Il Vangelo di Giovanni non ci parla di miracoli, ma di segni che il Signore lascia lungo il cammino. Oggi è proposto il secondo segno compiuto da Gesù in Galilea, sottolineato per ben due volte, come a collegarlo con il precedente. Nel primo, alle nozze di Cana, Gesù aveva tramutato l'acqua in vino. Nel secondo, la guarigione del figlio del funzionario del re. È Lui stesso che li accomuna.
Dal primo al secondo segno, c'è stato un passaggio per il quale coloro che ascoltano e vedono Gesù, non sono più come all'inizio del percorso. L'invito è proprio questo: fare un cammino in profondità. I Galilei che accolgono Gesù, erano testimoni di tutto quello che aveva fatto durante la festa. La fiducia nel Signore, non è più quella degli inizi. Come loro, così anche noi, se prima il credere era per sentito dire, ora è perché Lui ci ha lasciato un segno.

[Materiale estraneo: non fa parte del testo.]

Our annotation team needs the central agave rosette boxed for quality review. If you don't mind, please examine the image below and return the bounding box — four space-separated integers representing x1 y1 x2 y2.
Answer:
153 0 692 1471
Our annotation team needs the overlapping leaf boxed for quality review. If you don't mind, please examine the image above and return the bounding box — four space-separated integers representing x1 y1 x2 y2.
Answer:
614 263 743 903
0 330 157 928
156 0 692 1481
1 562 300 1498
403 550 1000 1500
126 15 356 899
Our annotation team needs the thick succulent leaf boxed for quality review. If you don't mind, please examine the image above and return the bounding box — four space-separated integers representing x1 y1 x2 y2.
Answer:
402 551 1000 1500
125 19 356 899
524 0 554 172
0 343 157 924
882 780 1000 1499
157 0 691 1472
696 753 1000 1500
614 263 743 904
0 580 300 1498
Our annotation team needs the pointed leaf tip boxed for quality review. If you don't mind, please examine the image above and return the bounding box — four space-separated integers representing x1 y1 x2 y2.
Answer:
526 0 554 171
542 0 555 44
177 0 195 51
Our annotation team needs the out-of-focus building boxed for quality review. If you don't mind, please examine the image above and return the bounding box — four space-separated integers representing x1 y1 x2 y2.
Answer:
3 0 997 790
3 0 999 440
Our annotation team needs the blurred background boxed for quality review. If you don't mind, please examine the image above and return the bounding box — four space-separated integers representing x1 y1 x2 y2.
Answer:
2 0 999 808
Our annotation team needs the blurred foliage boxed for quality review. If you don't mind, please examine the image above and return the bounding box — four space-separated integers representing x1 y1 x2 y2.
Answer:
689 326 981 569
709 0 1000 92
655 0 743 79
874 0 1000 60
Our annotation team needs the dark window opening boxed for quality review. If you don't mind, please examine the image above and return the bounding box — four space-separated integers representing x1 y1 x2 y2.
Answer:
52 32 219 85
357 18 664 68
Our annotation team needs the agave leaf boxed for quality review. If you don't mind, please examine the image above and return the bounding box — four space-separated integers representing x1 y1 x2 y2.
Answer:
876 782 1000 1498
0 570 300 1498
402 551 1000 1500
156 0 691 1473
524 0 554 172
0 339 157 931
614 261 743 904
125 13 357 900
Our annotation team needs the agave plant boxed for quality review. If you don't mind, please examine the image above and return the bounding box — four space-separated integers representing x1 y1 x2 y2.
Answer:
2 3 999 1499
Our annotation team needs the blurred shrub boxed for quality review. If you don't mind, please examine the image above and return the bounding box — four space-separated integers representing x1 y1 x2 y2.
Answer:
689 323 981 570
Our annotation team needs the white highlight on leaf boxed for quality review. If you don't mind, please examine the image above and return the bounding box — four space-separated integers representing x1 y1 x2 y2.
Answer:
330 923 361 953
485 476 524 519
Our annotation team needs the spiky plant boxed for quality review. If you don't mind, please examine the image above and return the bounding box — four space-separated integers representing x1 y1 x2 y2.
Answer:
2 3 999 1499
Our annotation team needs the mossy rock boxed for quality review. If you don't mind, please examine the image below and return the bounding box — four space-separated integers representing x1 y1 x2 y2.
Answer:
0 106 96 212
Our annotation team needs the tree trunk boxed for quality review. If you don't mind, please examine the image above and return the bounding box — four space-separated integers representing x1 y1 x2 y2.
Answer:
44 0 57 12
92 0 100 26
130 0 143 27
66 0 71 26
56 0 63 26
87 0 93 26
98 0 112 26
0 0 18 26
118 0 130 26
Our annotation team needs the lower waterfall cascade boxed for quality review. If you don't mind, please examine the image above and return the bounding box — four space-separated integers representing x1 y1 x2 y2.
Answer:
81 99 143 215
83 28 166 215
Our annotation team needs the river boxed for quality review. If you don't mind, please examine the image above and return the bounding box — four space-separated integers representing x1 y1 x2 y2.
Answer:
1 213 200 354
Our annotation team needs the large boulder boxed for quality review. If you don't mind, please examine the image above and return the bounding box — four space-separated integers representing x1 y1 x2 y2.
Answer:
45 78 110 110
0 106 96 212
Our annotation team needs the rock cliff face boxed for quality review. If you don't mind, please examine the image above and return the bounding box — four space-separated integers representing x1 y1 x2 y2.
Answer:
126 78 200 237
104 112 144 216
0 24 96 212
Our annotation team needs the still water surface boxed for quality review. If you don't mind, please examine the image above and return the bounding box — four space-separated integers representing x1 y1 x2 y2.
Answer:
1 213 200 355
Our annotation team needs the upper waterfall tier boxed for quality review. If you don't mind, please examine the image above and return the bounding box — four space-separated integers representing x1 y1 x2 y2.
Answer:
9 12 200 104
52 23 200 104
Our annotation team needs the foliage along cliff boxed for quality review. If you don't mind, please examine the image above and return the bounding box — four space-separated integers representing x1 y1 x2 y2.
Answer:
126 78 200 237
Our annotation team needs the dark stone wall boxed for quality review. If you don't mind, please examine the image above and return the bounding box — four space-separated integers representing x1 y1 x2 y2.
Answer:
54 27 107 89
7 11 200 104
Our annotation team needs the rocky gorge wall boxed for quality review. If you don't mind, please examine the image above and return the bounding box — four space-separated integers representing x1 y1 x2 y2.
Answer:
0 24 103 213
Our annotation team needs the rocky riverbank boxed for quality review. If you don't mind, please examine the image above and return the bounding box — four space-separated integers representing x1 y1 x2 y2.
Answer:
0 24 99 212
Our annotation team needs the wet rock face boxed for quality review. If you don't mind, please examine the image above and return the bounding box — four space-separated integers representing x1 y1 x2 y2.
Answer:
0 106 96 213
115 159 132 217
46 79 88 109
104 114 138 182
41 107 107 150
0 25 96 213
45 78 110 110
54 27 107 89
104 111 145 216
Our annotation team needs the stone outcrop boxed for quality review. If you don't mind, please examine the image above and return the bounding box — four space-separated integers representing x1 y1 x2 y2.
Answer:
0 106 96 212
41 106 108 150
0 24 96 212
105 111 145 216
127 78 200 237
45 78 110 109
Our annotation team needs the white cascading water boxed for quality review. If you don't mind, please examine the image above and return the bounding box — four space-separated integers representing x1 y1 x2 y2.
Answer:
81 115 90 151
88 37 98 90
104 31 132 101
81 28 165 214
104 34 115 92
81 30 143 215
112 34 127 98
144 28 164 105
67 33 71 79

Nel testo troviamo che: "Quell'uomo credette alla parola che Gesù gli aveva detto e si mise in cammino." Poi al termine del brano: "credette lui con tutta la sua famiglia". Per quel funzionario e per noi, il suggerimento è di fare un passaggio: dalla logica del segno fine a se stesso, al diventare significativo nella nostra vita.
Dio può anche entrare nel nostro vissuto non con eventi eclatanti, ma la Sua promessa è che Lui ci sarà sempre. Il primo segno, è Egli stesso: si tratta di riconoscerlo nella nostra quotidianità, come quel segno che dà senso alla vita, il pane sarà sempre pane, ma se celebrato, benedetto e ringraziato, è capace di nutrire una fame più profonda.
Lasciamo entrare Gesù nel quotidiano, celebriamolo nei nostri giorni, così da fare della vita un segno ripetuto della Sua presenza, tanto da dare forza a noi e a chi ci sta accanto. Ogni storia è un segno perché amata, voluta, toccata da Dio, siamo luogo dove Lui non passa, ma resta e dà vita a tutte quelle parti di noi che ancora attendono un segno.